3.世界一楽しいスポーツ
「……え」
意味が分からなかった。
「四人って、人数足りないじゃないですか」
「そうなんだよ」
ばつが悪そうに呟いた校長は苦笑いを浮かべ、
「彼女たちが、五人目には当てがあって絶対に入ってくれると言うもんだから、つい、な」
「ついって、でも結局その五人目は入ってくれなかったってことですよね?」
「入ってくれないと確定したわけではないんだよ」
校長は可能性を残した言い方をしたが、その声音から期待薄なのは明らかだった。
「でも、四人でも、試合はできないかもしれませんがバスケをするくらいならできます。来年の新入生に期待してもいいし、何なら練習をしながら地道に勧誘でもいいと思います」
冷静になって考えてみれば、例え現段階で部員が四人だとしても、そんなに悲観する必要はないと思う。できることからひとつずつやっていけばいい。工夫すれば実りのある練習はいくらでもできる。監督としての腕の見せ所だ。
そんな感じで、俺はこの現状をどこか楽観的に捉えていたのだが、
「それでは他の部活に示しがつかないんだ。これまでの練習スペースを新設のバスケ部のために分けてくれた部活……特にバレー部に」
確かにそうだ。体育館のスペースは無限にあるわけではない。新しい部活ができるということは、既存の部活の練習スペースを奪うということでもある。

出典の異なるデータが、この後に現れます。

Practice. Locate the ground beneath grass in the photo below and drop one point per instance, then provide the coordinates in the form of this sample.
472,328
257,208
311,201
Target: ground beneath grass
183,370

また、桜ヶ丘学園はバレー部の強豪校として知られている、と学園のことを調べている時に知った。そんなバレー部が練習場所を提供してくれたにも関わらず、メンバーが四人しかいないなんて、ふざけているにもほどがある。お遊びだと取られてしまうかもしれない。
「つまり、バスケ部が存続するためには、五人目を探さないといけない。ということですよね」
「そういうことになる」
状況が切迫していることは、校長の切実な声が物語っていた。
「それ、俺がやります。俺が絶対に五人目を引き入れてみせます」
俺は何も考えずに、ただ脳に浮かんだ言葉をそのまま口から垂れ流していた。メンバーが足りないというだけで、バスケに対する情熱を持っている人間がバスケをすることを諦めなければいけない。そんなのは理不尽すぎる。バスケは世界一楽しいスポーツだ。その魅力が伝わらない人間がいるはずがない。
「だから猶予を下さい。お願いします」
校長に向けて深く頭を下げる。
「ありがとう渡邊君。彼女たちにも一ヶ月は待つと言ってあるから」
顔を上げると、申しわけなさそうに微笑む校長と目が合った。
「そんな顔をしないでください。俺はバスケが大好きですから、こんなの当然です。それに一ヶ月もあれば十分です。絶対に五人目の部員を見つけてみせます」
メンバーを連れてくることが監督の役目なのかと言われれば、それは違うかもしれない。けれどバスケが好きな生徒のために尽力することは俺にとって苦痛ではない。バスケが大好きで、バスケに成長させてもらった身としては、当然するべき恩返しのようなものだと思っていた。
***
体育館の裏手にある部室棟には、一階と二階に六つずつ、計十二の部屋がある。我が女子バスケ部の部室は一階の右から二番目だ。二十回は見直したので間違いない。ちゃんと扉にはバスケ部というプラカードが張りつけられてある。間違えて他の部室に入ってしまうと、警察沙汰になっちゃうもんね。
扉の前で深呼吸を二回、三回と繰り返す。この中でバスケ部員たちが俺のことを心待ちにしている、と校長は教えてくれた。お世辞ではないと信じていいのだろうか。
ねっとりとした汗が背中に滲む。覚悟というか、まあ、とりあえずいい加減、目の前の扉を開けよう。動揺したって、照れたっていいじゃないか。だって俺は男子大学生なんだもの。
ようやく決心して、ドアノブを掴んだところでノックをしていないことを思い出す。慌ててコン、コン、と扉をたたいて返事を待った。
「あっ、きたきた。どうぞー。お入りくださいましー」
明るい声が聞こえてくる。よかった。尊敬はされていなさそうだが、歓迎はされているらしい。結果オーライだな。相手が女子高生だと考えれば、若干の生意気な返事も当然と言えよう。目くじらを立てる必要はない。大人の余裕ってやつだな。
「し、失礼しま――」
パーン! と軽快な破裂音と共に火薬のにおいが鼻腔に広がっていく。ドアノブを持ったまま固まってしまった。使用済みクラッカーを持った女の子が目の前でくすくすと笑っていることと、部屋の奥の畳の上で、残りの三人の女子がちゃぶ台を囲うようにして座っていることは確認できた。